Spring 2015 graduates who borrowed money for college are now receiving bills to make their first re-payment next month. Some may need to lower payments through consolidation or income based-repayment plans.
Right now, the Better Business Bureau of Northeast Wisconsin is warning about for-profit companies they say take advantage of graduates who need help with loan re-payment. They warn that some people are fooled into paying for help that’s available for free through the loan’s servicer (the company that takes care of the billing and servicing on the loan).
“I can’t exactly call it a scam, but there are companies that are operating legally and they are providing a service for you and expecting to get paid,” said Susan Bach of the Better Business Bureau. “The problem is that you can do this yourself for free.”

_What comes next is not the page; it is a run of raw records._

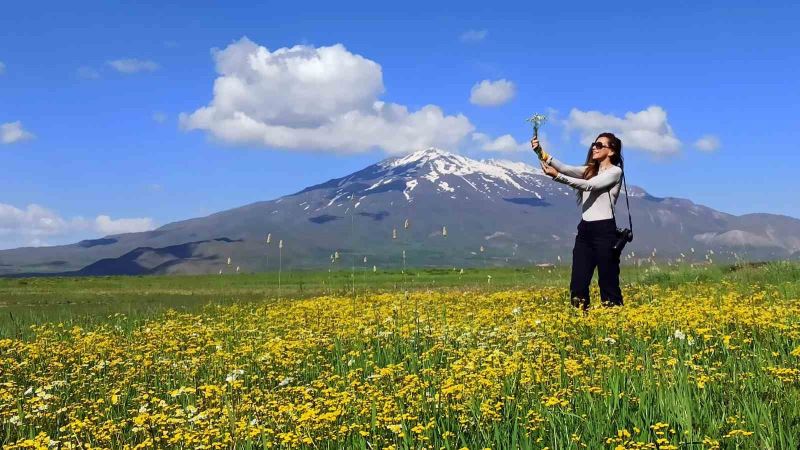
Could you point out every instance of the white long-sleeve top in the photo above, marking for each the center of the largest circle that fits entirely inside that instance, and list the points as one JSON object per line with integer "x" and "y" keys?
{"x": 596, "y": 204}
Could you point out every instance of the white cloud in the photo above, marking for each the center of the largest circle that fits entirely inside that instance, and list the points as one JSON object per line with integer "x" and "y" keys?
{"x": 707, "y": 143}
{"x": 506, "y": 143}
{"x": 12, "y": 132}
{"x": 87, "y": 73}
{"x": 133, "y": 65}
{"x": 646, "y": 130}
{"x": 159, "y": 117}
{"x": 323, "y": 98}
{"x": 492, "y": 93}
{"x": 473, "y": 35}
{"x": 106, "y": 225}
{"x": 36, "y": 225}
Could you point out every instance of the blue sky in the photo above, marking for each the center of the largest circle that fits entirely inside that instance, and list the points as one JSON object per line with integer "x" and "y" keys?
{"x": 91, "y": 95}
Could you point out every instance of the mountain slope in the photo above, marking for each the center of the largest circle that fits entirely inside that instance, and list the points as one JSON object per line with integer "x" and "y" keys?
{"x": 510, "y": 209}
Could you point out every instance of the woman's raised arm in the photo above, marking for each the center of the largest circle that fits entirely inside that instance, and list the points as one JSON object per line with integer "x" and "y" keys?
{"x": 573, "y": 171}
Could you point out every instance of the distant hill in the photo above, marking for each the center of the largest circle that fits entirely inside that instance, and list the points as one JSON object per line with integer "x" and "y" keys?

Bach said graduates can use the Department of Education’s free website for information on consolidation and re-payment, too.
Bach warns that for-profit companies carry red flags: asking to sign a power of attorney or for large sums of payment upfront; or they make big promises such as dramatic payment cuts, or even offering to eliminate the debt completely.”
“Ask yourself, why all of the sudden are my payments going to be cut in half or a fraction? Is it because I’m going to be paying more in longer terms?” Bach said.
Student loan re-payment has become a political topic, too.
In early October, lawmakers in Madison held a committee hearing on a Democratic bill to allow graduates to re-finance student loans at lower percentage rates.
“Our bill basically would try to correct something that went on in the federal government where they didn’t allow the students to refinance. So we’ve got people at eight, nine ten, in some cases fifteen sixteen percent,” said Democratic Senator Dave Hansen of District 30. “The bill makes sense because there are people out there really hurting.”
Hansen said he and other Democrats are optimistically pushing for another hearing in the assembly to get the bill to a vote, though a similar bill was rejected last term.